The ALST consists of a selected response section and constructed responses, two focused responses and one extended response.

The Educating All Students (EAS) test is a 135-minute, computer-based exam “consisting of selected response items based on scenario-based responses … the competencies include Diverse Student Populations, English Language Learners, Students with Disabilities, Teacher Responsibilities and School-Home Relationships.”

The Content Specialty Test (CST) is a series of tests in about fifty different areas, the Multi-Subject Grades 1-6 (Common Branches) is a computer-based test:

Part One: Literacy and English Language Arts, Part Two: 40 selected-response items and a constructed response item in Mathematics: Part Three: 40 selected-response items and one constructed response item in Arts and Sciences, tests can be taken in three separate sections or at one time: 5 hours and 15 minutes.

About ten hours of actual testing time and days and days preparing for and constructing the video segment of the edTPA.

The tests and the test preparation materials cost the student about a thousand dollars.

Is the any evidence that the battery of testing will produce more qualified teachers and better student outcomes? The answer is no.

There is general agreement that the edTPA is valuable and should be integrated into college programs; “clinically-rich” programs incorporate a great deal of actual in-class practice teaching, and, a few colleges, very few, use videos as reflective teaching-learning tools for teacher candidates.

I asked the Director of Field Services in a teacher education program if he saw any relationship between the ALAST and EAS exams and teacher quality. His answer, “I’m baffled, top students failed and marginal students passed, it makes no sense to me.”

The State Education folks clearly suffer from Dunning-Kruger Syndrome; they are ignoring mountains of evidence insisting that they are correct.

In New York City 35% of new teachers leave within five years and I’m sure the same number accrues in inner city high poverty school districts across the state; teachers leave high poverty schools at much more accelerated rates than teachers in high achieving schools.

The core of the teacher issue is teacher retention in schools with the lowest academic achievement.

Sadly the rush to “test to teacher excellence” appears to be driving away prospective teachers, enrollment in teacher preparation programs across the state is sharply down.

While the folks in charge constantly beat the diversity drums, they agree that we should attract a more diverse teaching workforce; however, the failure rates on the ALAST and the EAS are significantly higher among black and Hispanic test takers. The exam system is the subject of a lengthy litigation (Gulino v Board of Education and State Education) that is nearing a conclusion; the federal court could rule the exams are discriminatory and unconstitutional.

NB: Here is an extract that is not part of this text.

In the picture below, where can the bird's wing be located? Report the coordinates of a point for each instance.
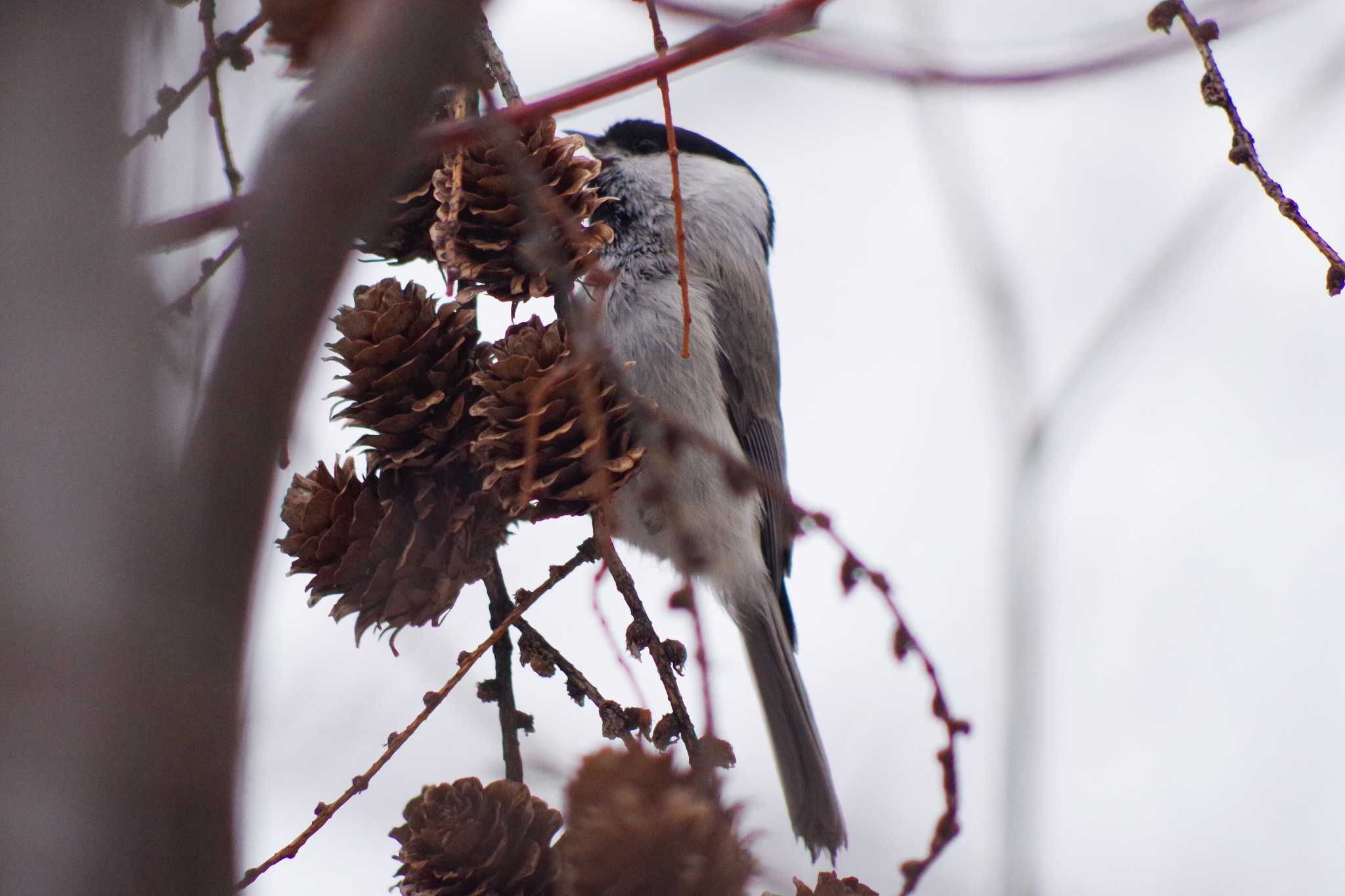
(749, 367)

Yes, I understand Finland only selects teachers from the top ten percent of applicants, Finland is also a nation with almost no childhood poverty and income equality, within their workforce teachers are well-paid. If we dragged Finnish teachers across the pond and dumped them in Rochester or East New York we would not see magic.

Rather than address the problem, attracting the right candidates, providing high quality teacher preparation programs based in evidence, supporting new teachers over their first few years, we are discouraging new applicants, using “tests” that are unproven, not valid or reliable and ignoring the discouraging exit of new teachers, from both the profession and from high needs schools.

Is there a vaccine to cure Dunning-Kruger Syndrome?